Il delfino di Pietro Nenni era un giovanotto milanese lungo e allampanato di nome Bettino Craxi che si era fatto le ossa come segretario della sezione socialista di Sesto San Giovanni, la «Stalingrado d'Italia» dove andava ogni giorno in tram. Quel giovanottone allampanato aveva un'idea fissa: scrostare il Partito socialista da tutta la simbologia di tipo sovietico (la falce e martello che avevano soppiantato il sole che sorge e il libro aperto dell'alfabetizzazione) che era stata imposta dall'ala più stalinista del partito. Poi accaddero molte cose che non si possono riassumere in un breve articolo, ma nel 1976 il Psi guidato dal professor Francesco De Martino molto legato al Partito comunista perse malamente le elezioni e con un colpo a sorpresa nella riunione avvenuta all'Hotel Midas di Roma, i cosiddetti «figli di De Martino» commisero il famoso parricidio e fu eletto Bettino Craxi, cosa che di per sé mandò in bestia i comunisti che avevano puntato sull'intellettuale Antonio Giolitti, figlio del vecchio statista Giovanni ed ex comunista uscito dopo la repressione sovietica in Ungheria.

Da quel momento cominciò una guerra permanente dei comunisti contro i socialisti, molti dei quali mollarono il loro partito per raggiungere attraverso scissioni quello di Berlinguer, nemico giurato di Craxi. I comunisti avevano fino a quel momento inquinato la legittimità dei finanziamenti al partito attingendo alle casse del Partito comunista sovietico, con la tacita anzi esplicita, anche se illegale, approvazione della democrazia cristiana e di tutti gli altri partiti che si sentirono giustificati a finanziarsi illegalmente per pareggiare le risorse nella competizione elettorale. Io per puro caso scoprii e denunciai il sistema, essendomi imbattuto nelle imprudenti confidenze del braccio destro di Andreotti e ministro della Marina mercantile Franco Evangelisti, passato alla storia con il nomignolo «A Fra' che te serve?». Ma questo accadeva nel 1980 quando ancora tutti i partiti avevano licenza di ruberia a causa dell'impunità concessa al partito comunista. Craxi diventò il pericolo numero uno, l'uomo da uccidere e da abbattere per le sue fermissime posizioni antisovietiche specialmente per la faccenda degli «euromissili», quando i sovietici schierarono i minacciosi SS20 a testata tripla con propositi aggressivi e i comunisti non volevano che gli americani schierassero i loro missili da crociera.

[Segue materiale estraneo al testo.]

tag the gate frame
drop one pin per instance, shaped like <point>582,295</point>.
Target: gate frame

Craxi, con Spadolini e Cossiga, vinse, ma su di lui si abbatté la maledizione giudiziaria e le condanne penali che lo costrinsero a rifugiarsi nell'amica Tunisia dove possedeva una vecchia casa colonica.

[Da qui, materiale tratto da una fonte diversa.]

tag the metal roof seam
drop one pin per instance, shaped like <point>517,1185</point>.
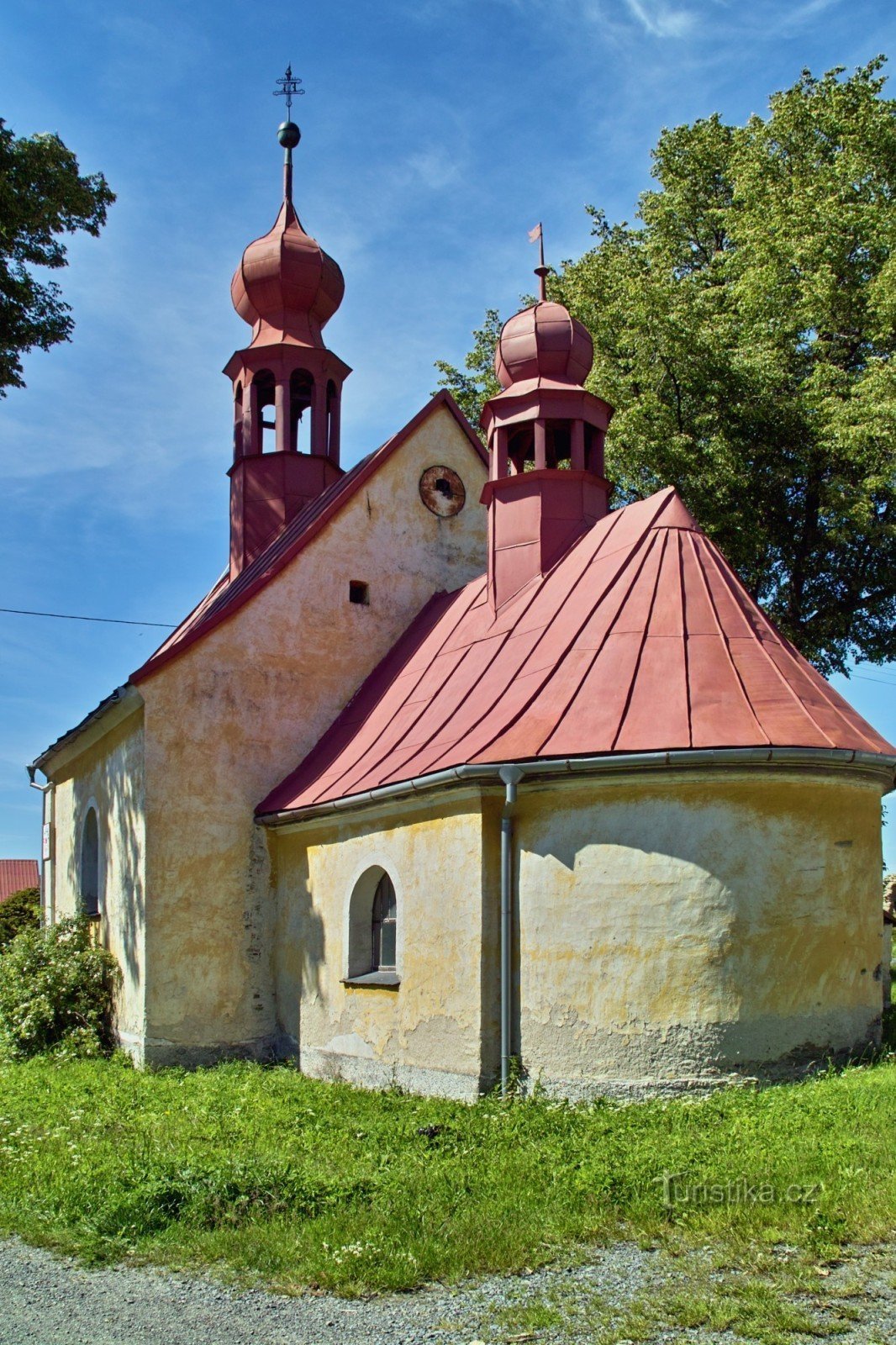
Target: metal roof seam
<point>723,571</point>
<point>633,681</point>
<point>643,546</point>
<point>680,544</point>
<point>723,634</point>
<point>351,768</point>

Craxi governò con dignità oggi sconosciuta, ma fu marchiato come criminale e tutti i socialisti tornarono ad essere per i comunisti creature ignobili destinate alla galera a meno che non si fossero ravvedute accostandosi a loro. Craxi morì venti anni fa e noi andammo al suo funerale a Tunisi. Adesso i socialisti che in parlamento sono alleati dei Dem, un tempo sdoganati un Europa proprio da Craxi che offrì loro nome e bandiera, chiedono ai compagni del Nazareno: Allora? Che fate? Venite a celebrare e ricordare riconoscendo in Craxi un grande leader della sinistra o volete seguitare a considerarlo un criminale?

Dopo due decenni il ravvedimento dovrebbe essere indolore, specie per tutti i piddini nati in casa socialista.

Ma la decisione deve ancora essere presa, a pochi giorni ormai dalla data del ricordo di uno dei più gradi patrioti della sinistra democratica italiana, che attende di conoscere le decisioni dei compagni.